How important is it for a show like ‘black-ish’ to exist?

It’s very important. You look at the landscape of television before we started our show — one of the reasons we started this show is because we looked at it and saw things that were missing for us as viewers. At that particular time six or seven years ago, there wasn’t a show on the air that depicted an aspirational, black family full of love. That its lead character was unapologetically black, and trying to hold on to that with his family and its core values.

That’s why it’s important. The medium of television and film it shapes and molds the minds of people. We want it to be in the zeitgeist as a show that not only helped shape and mold minds, but give an understanding and a clearer picture of a particular group within a group. Our show is educational not only to our own community, but to communities outside of it because at the end of the day, we’re just a family who wants to live the American dream.
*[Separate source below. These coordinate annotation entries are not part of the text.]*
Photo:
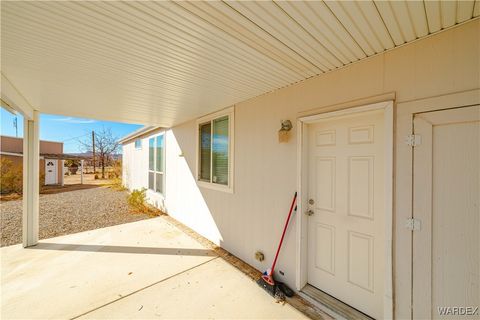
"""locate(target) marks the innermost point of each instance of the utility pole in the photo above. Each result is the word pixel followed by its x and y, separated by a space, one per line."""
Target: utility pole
pixel 93 147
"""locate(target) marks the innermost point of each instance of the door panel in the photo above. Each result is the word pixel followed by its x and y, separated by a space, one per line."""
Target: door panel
pixel 446 269
pixel 51 171
pixel 346 236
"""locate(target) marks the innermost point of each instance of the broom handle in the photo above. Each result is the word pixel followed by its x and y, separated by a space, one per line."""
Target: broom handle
pixel 284 230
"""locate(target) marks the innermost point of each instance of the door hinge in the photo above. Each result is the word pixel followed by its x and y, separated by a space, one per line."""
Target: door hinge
pixel 413 140
pixel 413 224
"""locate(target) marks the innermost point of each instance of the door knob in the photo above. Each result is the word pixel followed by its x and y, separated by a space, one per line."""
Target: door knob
pixel 309 212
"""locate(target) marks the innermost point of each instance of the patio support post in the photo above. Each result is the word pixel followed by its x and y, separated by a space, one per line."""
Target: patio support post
pixel 31 179
pixel 81 171
pixel 62 181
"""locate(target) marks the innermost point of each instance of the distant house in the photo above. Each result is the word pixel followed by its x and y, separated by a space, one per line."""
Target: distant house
pixel 12 149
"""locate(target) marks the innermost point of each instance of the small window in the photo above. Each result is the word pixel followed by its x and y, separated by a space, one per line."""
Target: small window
pixel 138 144
pixel 156 163
pixel 215 151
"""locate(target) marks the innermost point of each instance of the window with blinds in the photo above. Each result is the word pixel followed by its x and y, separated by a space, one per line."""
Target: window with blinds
pixel 214 163
pixel 156 163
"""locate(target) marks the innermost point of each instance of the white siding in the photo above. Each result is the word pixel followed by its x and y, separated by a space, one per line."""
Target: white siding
pixel 265 171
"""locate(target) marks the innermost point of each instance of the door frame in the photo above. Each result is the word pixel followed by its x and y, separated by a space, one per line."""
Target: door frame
pixel 56 171
pixel 302 187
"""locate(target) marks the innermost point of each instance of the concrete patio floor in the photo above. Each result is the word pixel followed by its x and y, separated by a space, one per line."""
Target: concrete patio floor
pixel 144 269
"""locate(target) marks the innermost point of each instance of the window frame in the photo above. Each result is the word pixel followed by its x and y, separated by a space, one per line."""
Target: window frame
pixel 154 171
pixel 231 147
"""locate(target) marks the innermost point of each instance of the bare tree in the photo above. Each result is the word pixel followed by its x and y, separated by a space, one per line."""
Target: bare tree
pixel 106 145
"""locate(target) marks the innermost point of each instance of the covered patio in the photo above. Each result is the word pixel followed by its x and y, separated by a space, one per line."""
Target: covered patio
pixel 145 269
pixel 350 77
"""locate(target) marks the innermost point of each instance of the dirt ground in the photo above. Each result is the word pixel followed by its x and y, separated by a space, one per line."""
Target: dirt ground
pixel 64 213
pixel 71 183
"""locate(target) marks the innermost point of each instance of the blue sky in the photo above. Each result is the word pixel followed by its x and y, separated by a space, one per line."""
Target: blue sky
pixel 64 129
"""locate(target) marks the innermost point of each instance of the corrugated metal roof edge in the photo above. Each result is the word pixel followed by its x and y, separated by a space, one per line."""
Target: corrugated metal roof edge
pixel 137 133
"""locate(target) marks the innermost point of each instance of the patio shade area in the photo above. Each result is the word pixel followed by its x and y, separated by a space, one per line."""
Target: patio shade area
pixel 145 269
pixel 164 63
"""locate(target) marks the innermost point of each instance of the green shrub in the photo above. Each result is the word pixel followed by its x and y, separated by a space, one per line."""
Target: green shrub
pixel 11 177
pixel 137 199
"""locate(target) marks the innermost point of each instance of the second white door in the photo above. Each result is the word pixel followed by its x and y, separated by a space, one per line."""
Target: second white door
pixel 346 235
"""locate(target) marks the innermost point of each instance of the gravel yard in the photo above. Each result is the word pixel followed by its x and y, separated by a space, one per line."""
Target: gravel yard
pixel 69 212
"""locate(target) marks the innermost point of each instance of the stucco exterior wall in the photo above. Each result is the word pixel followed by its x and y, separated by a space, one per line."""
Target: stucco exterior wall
pixel 252 217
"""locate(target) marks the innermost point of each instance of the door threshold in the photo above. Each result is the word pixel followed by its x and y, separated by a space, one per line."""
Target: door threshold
pixel 337 308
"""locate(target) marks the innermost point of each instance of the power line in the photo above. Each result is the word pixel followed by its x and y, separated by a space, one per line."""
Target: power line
pixel 83 135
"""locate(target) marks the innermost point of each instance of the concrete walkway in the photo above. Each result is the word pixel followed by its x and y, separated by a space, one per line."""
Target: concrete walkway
pixel 145 269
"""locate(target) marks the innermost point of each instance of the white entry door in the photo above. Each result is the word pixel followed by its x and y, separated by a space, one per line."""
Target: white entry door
pixel 51 172
pixel 446 249
pixel 346 232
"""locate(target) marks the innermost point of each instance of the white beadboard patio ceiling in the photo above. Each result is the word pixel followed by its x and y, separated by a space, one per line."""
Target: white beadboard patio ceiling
pixel 167 62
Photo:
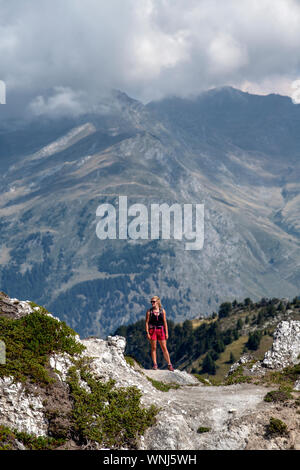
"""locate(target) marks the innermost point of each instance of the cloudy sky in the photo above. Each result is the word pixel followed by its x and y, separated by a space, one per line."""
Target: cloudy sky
pixel 147 48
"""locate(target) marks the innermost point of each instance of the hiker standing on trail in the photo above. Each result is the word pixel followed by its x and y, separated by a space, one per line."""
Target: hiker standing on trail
pixel 157 329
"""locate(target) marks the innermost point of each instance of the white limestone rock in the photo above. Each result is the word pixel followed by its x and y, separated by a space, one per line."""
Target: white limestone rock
pixel 285 350
pixel 21 410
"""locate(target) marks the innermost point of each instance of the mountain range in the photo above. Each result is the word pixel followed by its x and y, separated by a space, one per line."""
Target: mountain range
pixel 236 153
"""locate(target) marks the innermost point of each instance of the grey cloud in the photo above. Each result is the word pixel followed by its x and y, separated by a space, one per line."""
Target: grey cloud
pixel 148 48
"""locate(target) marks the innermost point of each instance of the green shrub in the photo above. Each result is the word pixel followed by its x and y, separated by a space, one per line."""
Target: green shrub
pixel 30 340
pixel 108 415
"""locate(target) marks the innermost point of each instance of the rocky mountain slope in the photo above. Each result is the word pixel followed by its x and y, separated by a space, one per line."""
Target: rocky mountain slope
pixel 259 410
pixel 234 152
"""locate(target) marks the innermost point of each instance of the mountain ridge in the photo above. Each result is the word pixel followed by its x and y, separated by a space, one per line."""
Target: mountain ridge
pixel 48 216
Being from Compton, what was it like to see L.A. lose Nipsey and then Kobe?

Anytime someone loses their life, it’s a great loss. But then, you look at what those individuals were doing within the community. It’s one thing to be a part of the community and be successful and leave. It’s another thing to be from a community, become successful and then come back. Not only give the community a blueprint, but to be a part of that and be an architect of what it takes to climb out. What it takes to build up and to be an example. With the loss of Nipsey, it was heartbreaking.

You look at what Kobe was able to do outside of basketball, the things he championed. It wasn’t only for himself, it was for a community of women. He was part of that empowerment. Being a father of four girls, he said he wanted to be an example and be a part of the process of giving them opportunities. It was a tragic loss for both of those individuals alongside everyone that we’ve lost who’s been a pillar in the community. To help uplift it, to help build, and to help educate.

On a more positive note, what was the highlight from Oscars weekend?

It’s always JAY and Bey’s Gold Party for me. The show itself was great, but then it’s all about the celebration. The Gold Party is a celebration of us — for us, by us. You speak of black excellence, what does that mean? To be a part of that and see the black excellence within that room, it’s a beautiful thing.

What can we expect next from Anthony Anderson?

More hard work. Helping my mother realize her dream as an actor, that’s all she ever wanted to do. She ended up becoming a single mother at 18 with me, so she put her dreams on hold as an actor to raise an actor. You can expect more things from me and my mother together.